In fact Howard was just a dandy from Melbourne, and the second half of this film is so much more interesting and more moving than the first, as we dig deeper into his family history, his relationships with women and, of course, his declining health. It was never likely that Howard – who died of liver failure at the end of 2009 – would live to see this documentary finished. There are heartbreaking scenes of Howard in hospital towards the end, cradled by his last love, Bianca.

The clear respect Howard had for women (despite an on-off affair with Lydia Lunch while still with his long-time soulmate, Genevieve McGuckin) was repaid with enduring warmth and affection from his former partners. McGuckin, who provides some of the best insights and reminiscences, tears up when she recalls listening to Howard’s final album for the first time, Pop Crimes, only to have him suddenly call into her house and wrap her in his arms. “It was so important to him that I liked it,” she says.

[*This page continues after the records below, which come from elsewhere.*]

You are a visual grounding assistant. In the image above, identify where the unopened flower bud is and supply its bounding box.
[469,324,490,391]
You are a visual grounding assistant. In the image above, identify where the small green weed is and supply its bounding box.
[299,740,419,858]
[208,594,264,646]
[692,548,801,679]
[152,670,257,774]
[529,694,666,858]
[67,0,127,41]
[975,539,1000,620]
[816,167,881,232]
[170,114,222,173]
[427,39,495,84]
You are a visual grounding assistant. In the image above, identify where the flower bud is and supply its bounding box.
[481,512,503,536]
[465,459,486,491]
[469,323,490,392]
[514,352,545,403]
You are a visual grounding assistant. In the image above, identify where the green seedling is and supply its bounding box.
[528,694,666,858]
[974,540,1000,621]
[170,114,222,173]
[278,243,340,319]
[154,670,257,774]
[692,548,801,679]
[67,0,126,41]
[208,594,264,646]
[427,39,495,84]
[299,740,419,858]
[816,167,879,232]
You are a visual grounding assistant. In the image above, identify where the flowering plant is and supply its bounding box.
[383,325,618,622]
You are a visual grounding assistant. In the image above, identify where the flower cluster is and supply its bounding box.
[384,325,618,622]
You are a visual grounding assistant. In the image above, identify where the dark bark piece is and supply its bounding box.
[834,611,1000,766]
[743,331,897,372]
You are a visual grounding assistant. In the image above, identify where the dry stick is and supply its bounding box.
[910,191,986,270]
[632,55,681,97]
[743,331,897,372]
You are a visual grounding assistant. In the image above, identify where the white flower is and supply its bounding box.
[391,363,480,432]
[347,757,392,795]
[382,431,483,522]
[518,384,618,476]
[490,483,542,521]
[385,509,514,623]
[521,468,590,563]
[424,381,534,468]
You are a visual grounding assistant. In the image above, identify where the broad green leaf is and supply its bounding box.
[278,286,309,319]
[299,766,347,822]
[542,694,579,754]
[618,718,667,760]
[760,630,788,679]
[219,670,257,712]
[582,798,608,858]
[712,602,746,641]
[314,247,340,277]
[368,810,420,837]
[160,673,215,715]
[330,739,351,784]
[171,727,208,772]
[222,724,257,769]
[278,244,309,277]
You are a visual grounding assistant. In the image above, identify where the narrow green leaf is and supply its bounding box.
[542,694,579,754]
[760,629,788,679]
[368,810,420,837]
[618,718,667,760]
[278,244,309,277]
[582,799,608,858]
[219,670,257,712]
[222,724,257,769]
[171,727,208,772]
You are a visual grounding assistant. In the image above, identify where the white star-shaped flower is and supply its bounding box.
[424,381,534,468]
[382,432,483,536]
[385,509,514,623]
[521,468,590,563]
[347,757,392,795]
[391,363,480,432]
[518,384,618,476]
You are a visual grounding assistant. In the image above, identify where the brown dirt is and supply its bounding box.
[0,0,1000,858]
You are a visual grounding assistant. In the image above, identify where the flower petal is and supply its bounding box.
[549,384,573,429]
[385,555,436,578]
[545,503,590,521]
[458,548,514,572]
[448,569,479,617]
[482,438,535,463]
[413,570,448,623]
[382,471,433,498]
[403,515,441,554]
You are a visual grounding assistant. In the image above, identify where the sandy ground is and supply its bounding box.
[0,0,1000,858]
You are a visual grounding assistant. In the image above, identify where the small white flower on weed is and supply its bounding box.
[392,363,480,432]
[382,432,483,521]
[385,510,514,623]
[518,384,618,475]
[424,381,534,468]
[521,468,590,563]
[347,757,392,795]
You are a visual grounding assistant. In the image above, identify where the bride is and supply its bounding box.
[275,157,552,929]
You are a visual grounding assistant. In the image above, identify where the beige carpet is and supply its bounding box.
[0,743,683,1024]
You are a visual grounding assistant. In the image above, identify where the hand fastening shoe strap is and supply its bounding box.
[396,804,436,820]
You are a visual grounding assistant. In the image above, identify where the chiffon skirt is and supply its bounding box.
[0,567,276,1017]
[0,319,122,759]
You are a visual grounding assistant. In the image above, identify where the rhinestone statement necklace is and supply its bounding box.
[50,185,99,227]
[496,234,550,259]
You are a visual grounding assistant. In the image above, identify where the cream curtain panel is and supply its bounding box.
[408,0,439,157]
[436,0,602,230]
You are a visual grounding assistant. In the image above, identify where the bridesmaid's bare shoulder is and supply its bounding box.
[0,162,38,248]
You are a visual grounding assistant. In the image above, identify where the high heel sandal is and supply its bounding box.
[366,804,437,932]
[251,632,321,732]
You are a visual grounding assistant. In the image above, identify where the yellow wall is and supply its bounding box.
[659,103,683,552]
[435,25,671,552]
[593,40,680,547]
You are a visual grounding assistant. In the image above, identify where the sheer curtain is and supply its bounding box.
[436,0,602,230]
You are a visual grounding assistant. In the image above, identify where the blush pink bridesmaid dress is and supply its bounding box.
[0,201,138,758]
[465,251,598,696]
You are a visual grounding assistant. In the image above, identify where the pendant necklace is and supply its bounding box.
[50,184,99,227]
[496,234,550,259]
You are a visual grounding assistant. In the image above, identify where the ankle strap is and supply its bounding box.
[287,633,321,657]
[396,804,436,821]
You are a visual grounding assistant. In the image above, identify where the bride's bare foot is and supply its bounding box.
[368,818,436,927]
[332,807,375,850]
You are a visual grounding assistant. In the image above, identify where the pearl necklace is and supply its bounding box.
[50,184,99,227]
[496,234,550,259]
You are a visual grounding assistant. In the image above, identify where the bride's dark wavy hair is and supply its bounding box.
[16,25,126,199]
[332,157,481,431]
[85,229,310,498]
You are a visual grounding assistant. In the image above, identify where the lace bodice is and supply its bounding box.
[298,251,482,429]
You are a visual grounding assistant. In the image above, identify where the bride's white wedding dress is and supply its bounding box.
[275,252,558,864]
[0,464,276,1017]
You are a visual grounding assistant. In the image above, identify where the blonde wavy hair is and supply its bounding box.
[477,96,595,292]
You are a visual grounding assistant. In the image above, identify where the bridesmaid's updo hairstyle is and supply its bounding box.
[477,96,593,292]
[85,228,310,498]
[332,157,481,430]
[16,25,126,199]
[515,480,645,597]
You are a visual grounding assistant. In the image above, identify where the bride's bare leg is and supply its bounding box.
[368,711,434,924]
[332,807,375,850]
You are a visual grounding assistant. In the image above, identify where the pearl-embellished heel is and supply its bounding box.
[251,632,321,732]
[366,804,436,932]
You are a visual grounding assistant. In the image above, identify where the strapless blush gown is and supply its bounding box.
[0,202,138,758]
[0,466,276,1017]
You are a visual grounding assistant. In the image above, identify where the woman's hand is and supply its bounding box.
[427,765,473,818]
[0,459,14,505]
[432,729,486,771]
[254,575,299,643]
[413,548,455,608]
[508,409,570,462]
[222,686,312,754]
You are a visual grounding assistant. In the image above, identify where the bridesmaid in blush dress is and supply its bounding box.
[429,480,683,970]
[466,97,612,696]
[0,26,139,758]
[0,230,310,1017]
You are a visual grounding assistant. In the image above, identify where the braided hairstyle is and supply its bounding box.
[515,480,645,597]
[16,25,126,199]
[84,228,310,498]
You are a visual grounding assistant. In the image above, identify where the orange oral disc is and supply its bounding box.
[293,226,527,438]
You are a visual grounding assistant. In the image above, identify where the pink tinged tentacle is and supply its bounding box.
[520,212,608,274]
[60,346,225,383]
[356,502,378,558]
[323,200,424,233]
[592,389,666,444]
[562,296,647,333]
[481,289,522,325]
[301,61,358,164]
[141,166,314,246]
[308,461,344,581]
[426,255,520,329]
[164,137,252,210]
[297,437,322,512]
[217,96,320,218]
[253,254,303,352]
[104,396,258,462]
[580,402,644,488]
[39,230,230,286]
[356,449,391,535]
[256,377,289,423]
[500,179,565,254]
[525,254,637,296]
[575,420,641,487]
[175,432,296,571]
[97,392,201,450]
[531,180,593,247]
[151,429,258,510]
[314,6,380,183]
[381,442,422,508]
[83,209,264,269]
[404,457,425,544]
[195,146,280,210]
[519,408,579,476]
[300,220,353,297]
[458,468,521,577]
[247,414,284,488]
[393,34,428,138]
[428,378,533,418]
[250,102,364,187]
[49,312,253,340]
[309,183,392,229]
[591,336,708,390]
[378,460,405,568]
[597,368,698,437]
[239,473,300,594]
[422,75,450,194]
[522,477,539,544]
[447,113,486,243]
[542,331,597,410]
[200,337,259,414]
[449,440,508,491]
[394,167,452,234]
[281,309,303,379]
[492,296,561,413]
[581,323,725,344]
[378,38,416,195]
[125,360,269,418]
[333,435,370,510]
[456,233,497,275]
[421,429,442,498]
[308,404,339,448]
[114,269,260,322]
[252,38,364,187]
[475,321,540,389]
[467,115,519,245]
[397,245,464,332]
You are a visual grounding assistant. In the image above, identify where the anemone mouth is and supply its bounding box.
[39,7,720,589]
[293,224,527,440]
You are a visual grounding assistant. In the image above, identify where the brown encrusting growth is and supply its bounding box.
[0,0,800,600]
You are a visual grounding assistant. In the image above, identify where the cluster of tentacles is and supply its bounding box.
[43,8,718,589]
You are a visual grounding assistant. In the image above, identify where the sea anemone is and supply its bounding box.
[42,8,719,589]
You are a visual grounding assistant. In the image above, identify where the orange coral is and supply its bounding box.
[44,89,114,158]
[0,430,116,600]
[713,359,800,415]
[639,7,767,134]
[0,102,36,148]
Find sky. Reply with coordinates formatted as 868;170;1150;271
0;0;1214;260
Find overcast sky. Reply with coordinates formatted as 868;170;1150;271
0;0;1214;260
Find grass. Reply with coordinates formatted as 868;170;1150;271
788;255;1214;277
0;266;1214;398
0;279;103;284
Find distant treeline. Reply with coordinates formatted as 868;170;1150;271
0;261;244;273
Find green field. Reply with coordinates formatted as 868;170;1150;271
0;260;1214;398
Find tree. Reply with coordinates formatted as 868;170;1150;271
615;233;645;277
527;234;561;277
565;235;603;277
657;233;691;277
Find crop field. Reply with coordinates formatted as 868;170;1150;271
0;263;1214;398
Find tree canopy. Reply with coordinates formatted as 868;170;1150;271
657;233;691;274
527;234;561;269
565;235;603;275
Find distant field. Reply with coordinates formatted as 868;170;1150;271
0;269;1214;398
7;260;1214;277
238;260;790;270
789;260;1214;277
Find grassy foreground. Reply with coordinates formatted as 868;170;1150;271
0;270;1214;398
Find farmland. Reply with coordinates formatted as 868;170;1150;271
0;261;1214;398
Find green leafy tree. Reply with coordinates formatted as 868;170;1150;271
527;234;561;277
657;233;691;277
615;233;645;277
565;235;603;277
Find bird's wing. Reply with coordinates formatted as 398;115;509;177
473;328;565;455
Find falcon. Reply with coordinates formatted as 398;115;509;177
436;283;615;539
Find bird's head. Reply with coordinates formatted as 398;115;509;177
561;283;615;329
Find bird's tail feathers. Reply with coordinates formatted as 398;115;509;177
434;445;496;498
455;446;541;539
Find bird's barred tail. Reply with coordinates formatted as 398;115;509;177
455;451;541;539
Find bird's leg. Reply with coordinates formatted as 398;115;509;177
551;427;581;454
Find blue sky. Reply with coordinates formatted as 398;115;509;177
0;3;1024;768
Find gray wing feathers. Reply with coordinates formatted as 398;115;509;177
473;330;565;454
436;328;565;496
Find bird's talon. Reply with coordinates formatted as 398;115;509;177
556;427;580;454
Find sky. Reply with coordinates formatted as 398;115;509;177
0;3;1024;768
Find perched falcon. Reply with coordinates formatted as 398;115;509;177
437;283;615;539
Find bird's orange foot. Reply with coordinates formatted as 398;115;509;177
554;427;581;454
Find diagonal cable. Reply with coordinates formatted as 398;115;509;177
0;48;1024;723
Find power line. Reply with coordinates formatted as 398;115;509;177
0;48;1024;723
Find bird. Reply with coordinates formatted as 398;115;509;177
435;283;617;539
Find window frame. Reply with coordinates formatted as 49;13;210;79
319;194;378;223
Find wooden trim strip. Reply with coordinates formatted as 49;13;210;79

After his long relationship with McGuckin ended in the mid-’90s, due mainly to Howard’s heroin habit – McGuckin was using too, but was ready to clean up before Howard, and resented the “shitty jobs” she had to do in order to get them enough money to score – the ailing guitarist met and married editor Jane Usher. It lasted a couple of years, Usher saying she tried everything to help her partner stay clean, only to find herself “getting into trouble” by the end, forcing her to divorce a man she clearly loved for the sake of her son, who had a close relationship with his stepfather.

Towards the end of the film, a ravaged Howard, who was battling Hep C, reflects on his struggle with addiction. “If you’d asked me five years ago I wouldn’t have said I regretted anything about drugs,” he says, but now all he can see is waste. He confides to McGuckin that he feels “A three-time loser.” By then, interest in his work was skyrocketing. It’s just so sad that he’s not around to see it.